Şundan hiç vazgeçmedim; satın aldıklarım büyük oranda yerli eserlerdir. Yabancı sanatçılardan aldıklarım da var ama eserlerimin büyük bölümü yerli. Hep söyleriz ya “Türk sanatı bir deniz ise yurt dışı sanatı bir okyanustur” diye. Biz kendi suyumuzda yüzmeye çalışıyoruz. Yabancı eserleri alıp satanlara da hiçbir lafım yok elbette, Türk sanatının ilerlemesi için bunlar da şart. Ama ben yerli kalmayı tercih ediyorum. Türkiye’de çok iyi koleksiyonlar var. Ama kim biliyor, kim görüyor? Bunları görülebilir hâle getirmek ve daha da önemlisi kitaplaştırmak gerekiyor. Türkiye’de bunun noksanlığını çekiyoruz. Bir eserin resmî kaynağını takip etmeye başladığınızda birinci veya ikinci elde tıkanıyorsunuz. Oysa Batı’da 1600 yılında yapılmış bir eseri bile kimin kaça aldığı, kime sattığı, kaç kere el değiştirdiği konusunda bütün bilgiler vardır. Ama Türkiye’de bir kişi “Tamam” diyorsa o esere milyonlarca lira ödeniyor. Yazılı kayıt ve sertifikasyon gerek.
*Bugün, geçen 40 yıla bakınca ne görüyorsunuz?
Göz eğitimime devam ediyorum. O da bana çok şey katmaya devam ediyor.
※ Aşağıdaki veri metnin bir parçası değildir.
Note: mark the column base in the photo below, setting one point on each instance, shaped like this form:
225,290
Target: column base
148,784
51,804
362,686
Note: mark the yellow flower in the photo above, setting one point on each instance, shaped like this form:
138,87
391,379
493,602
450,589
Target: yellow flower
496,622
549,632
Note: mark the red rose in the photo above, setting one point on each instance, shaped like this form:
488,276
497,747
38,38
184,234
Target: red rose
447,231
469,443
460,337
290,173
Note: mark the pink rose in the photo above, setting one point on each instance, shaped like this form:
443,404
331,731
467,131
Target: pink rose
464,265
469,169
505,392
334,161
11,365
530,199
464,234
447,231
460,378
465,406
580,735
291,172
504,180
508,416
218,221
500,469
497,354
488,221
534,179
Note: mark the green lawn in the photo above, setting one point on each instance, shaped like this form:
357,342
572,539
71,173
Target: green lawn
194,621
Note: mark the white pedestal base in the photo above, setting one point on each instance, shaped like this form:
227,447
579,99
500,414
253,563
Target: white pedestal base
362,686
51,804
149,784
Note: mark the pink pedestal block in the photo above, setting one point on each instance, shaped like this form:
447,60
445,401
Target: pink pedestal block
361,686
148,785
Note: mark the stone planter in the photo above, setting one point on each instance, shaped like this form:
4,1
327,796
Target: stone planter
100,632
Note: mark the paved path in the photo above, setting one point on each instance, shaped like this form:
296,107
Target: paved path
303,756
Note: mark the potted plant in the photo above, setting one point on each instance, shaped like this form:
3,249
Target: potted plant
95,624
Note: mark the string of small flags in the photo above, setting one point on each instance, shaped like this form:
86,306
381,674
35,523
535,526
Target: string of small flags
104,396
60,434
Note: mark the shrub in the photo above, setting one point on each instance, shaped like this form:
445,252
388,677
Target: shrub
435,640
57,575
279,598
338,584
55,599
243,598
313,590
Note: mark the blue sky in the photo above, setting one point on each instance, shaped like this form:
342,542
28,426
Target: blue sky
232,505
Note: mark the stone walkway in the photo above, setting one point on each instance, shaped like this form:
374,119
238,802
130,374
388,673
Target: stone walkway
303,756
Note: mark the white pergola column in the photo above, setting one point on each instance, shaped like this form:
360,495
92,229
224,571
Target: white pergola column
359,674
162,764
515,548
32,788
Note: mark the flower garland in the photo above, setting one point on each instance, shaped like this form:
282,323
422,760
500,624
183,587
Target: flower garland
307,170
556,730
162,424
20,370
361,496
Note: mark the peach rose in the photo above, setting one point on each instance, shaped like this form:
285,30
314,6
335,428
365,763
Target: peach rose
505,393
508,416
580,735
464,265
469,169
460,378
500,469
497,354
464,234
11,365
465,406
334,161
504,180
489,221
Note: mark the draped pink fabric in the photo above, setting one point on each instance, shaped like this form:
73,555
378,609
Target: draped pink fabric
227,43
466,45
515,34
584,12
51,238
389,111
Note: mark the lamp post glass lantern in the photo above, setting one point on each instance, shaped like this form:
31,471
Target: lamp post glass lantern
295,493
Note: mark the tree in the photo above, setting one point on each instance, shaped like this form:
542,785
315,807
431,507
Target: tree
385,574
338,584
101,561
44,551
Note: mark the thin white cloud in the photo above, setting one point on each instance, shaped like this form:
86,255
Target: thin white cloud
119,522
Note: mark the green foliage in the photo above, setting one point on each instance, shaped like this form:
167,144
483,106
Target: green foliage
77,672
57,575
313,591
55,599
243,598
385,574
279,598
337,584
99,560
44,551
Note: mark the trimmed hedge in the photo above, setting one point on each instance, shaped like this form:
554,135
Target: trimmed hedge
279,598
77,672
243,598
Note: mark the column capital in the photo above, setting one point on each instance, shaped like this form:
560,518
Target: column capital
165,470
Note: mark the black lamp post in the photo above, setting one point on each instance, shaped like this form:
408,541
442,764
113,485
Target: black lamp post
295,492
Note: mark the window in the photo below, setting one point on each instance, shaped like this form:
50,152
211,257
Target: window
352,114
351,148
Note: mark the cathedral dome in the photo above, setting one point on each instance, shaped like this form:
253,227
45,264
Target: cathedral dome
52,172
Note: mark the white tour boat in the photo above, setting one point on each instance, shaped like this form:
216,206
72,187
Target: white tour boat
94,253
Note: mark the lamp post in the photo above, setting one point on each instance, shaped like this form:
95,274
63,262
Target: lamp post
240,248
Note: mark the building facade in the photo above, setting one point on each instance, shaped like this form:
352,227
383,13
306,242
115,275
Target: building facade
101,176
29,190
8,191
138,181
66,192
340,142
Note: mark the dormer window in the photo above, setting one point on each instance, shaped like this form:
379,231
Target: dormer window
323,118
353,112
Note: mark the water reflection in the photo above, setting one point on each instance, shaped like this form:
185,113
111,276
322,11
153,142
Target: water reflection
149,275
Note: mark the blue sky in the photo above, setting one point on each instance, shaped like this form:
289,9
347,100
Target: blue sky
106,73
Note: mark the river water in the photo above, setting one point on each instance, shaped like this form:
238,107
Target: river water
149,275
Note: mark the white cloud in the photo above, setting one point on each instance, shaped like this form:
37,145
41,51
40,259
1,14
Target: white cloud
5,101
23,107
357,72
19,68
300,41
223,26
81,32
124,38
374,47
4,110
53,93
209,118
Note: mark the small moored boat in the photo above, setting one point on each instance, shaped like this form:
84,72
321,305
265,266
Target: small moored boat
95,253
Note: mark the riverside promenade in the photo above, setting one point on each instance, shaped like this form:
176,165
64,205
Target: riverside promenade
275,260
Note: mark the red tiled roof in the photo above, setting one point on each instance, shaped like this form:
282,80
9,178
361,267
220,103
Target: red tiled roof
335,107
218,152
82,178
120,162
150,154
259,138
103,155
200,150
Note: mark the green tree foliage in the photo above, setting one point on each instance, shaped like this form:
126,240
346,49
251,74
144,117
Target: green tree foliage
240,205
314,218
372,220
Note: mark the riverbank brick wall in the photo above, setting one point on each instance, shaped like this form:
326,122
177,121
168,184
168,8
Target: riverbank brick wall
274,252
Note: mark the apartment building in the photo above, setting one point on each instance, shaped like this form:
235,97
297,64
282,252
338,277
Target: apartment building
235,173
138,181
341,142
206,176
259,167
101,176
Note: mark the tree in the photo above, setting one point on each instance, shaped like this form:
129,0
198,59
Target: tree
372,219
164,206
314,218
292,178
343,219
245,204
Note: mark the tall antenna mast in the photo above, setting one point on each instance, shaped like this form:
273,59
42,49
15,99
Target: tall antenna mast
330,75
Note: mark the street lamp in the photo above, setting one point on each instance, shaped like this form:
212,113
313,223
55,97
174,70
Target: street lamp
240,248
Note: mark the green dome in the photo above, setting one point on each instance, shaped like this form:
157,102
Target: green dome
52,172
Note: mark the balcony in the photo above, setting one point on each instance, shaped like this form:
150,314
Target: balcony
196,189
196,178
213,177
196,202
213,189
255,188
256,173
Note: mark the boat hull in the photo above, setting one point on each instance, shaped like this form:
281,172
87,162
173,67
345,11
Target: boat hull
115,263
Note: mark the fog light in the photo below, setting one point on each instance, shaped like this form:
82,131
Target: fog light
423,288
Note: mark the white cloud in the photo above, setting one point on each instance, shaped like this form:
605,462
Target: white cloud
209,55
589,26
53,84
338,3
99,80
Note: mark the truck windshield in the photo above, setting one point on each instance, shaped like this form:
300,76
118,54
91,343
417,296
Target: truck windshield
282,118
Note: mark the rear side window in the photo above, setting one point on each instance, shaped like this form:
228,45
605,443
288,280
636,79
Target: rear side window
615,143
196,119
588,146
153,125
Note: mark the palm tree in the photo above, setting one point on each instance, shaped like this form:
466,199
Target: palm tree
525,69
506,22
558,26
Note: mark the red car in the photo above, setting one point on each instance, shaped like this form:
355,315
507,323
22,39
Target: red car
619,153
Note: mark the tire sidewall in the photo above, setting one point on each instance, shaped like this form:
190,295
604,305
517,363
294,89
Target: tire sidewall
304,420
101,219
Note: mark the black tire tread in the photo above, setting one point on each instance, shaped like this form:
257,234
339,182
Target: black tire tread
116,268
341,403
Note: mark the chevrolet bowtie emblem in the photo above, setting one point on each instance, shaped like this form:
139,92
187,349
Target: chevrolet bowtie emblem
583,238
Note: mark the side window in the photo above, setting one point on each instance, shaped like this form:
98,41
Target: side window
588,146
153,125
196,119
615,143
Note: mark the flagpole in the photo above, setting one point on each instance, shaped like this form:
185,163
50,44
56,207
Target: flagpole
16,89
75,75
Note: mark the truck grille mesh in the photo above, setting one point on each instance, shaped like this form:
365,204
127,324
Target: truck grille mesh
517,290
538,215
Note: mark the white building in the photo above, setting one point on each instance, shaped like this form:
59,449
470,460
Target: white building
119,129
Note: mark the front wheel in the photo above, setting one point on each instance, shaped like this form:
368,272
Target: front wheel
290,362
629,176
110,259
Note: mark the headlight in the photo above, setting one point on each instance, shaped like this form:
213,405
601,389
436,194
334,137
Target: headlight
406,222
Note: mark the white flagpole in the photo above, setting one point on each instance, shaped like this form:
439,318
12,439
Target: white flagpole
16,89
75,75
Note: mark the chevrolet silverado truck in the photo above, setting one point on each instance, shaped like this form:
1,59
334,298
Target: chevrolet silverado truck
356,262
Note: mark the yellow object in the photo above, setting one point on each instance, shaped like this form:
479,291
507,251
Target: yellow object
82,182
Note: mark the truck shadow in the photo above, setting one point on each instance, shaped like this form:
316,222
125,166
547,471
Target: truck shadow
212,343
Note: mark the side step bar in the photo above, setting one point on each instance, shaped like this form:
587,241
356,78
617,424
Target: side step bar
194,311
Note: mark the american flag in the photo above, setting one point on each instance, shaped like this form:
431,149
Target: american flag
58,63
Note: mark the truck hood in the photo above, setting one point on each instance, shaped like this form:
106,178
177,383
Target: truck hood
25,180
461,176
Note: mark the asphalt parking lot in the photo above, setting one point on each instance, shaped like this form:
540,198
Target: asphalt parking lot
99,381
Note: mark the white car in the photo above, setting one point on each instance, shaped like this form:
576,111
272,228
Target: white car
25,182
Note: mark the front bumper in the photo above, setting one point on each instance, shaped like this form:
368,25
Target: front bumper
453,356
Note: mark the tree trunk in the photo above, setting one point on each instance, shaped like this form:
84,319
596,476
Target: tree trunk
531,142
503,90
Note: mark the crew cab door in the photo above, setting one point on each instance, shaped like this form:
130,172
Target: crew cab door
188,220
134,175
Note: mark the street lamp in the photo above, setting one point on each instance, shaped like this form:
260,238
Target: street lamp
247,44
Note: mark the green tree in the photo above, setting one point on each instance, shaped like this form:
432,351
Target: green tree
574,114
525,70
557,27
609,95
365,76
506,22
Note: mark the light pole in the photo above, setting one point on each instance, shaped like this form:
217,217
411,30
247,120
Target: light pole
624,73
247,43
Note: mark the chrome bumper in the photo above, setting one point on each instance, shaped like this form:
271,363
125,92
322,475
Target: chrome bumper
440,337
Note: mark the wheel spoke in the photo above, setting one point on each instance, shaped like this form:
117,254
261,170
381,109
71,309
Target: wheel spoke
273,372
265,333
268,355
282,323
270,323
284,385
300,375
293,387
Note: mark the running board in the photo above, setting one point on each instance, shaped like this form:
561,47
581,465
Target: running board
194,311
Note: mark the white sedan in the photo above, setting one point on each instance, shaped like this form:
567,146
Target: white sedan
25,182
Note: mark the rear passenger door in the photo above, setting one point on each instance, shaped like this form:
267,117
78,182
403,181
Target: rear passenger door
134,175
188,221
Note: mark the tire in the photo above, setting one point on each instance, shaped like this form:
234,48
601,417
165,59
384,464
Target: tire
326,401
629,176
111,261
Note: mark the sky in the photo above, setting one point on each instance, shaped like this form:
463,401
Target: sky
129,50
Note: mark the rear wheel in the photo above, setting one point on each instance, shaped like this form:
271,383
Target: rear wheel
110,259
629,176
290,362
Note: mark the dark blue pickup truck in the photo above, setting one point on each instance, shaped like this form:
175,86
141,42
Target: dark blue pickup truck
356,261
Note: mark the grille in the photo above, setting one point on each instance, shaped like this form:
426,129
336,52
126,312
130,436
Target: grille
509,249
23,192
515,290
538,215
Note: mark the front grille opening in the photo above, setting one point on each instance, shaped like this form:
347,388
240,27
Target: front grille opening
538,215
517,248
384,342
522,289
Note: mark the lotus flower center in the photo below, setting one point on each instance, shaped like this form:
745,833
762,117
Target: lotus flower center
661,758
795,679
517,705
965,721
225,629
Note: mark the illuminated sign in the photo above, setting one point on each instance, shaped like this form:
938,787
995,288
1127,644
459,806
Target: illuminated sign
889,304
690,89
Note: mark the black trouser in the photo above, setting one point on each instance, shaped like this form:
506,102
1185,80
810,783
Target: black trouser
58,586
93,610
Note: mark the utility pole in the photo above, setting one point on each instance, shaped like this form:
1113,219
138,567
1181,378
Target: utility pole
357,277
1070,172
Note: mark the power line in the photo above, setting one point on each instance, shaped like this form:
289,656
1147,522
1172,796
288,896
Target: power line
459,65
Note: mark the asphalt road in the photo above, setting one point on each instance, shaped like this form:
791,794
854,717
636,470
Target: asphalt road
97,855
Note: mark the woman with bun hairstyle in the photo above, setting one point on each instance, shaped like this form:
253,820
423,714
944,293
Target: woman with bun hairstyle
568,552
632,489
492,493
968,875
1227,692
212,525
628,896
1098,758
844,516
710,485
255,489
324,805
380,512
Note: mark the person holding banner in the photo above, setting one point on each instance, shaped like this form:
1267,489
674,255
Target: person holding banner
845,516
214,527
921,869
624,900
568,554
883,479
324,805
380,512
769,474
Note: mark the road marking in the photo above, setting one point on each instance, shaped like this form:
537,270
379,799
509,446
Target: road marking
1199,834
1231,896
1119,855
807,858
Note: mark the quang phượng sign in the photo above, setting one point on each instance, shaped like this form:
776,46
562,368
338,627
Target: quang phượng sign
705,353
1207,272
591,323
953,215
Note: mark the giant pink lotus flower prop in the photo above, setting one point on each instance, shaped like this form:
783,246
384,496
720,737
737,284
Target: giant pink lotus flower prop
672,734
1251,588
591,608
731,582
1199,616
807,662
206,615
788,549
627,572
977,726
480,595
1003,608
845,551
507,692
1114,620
Nereye, hangi resme nasıl bakmam gerektiğini artık içgüdüsel olarak gerçekleştiriyorum; bu da 40 yıl içinde oluştu elbette.
*Bozlu Art Project, koleksiyon sergileriyle İstanbullu sanatseverlerin severek gezdiği samimi mekânlardan biri…
İnsanlar ne aldığını, ne almak istediğini artık biliyor. Buradan maddi bir beklentimiz yok. Ama sürdürülebilirlik çok önemli. Benim merakım var, fedakârlık yapıyorum ama çocuklarım ilgilenmeyebilir. 50 sene sonra ne olacak diye hesaplamak lazım. Keşke çok güzel müzeler olsa da bir salonu tamamen biz bağışlasak; o salona bizim adımız verilse… Bundan daha büyük zenginlik olabilir mi? Beş imparatorluk yaşamış bir şehirdeyiz. Dünyada böyle bir şey yapılacaksa İstanbul’da yapılmalı. Biz de bu amaçlarla başladık, yolumuza devam ediyoruz.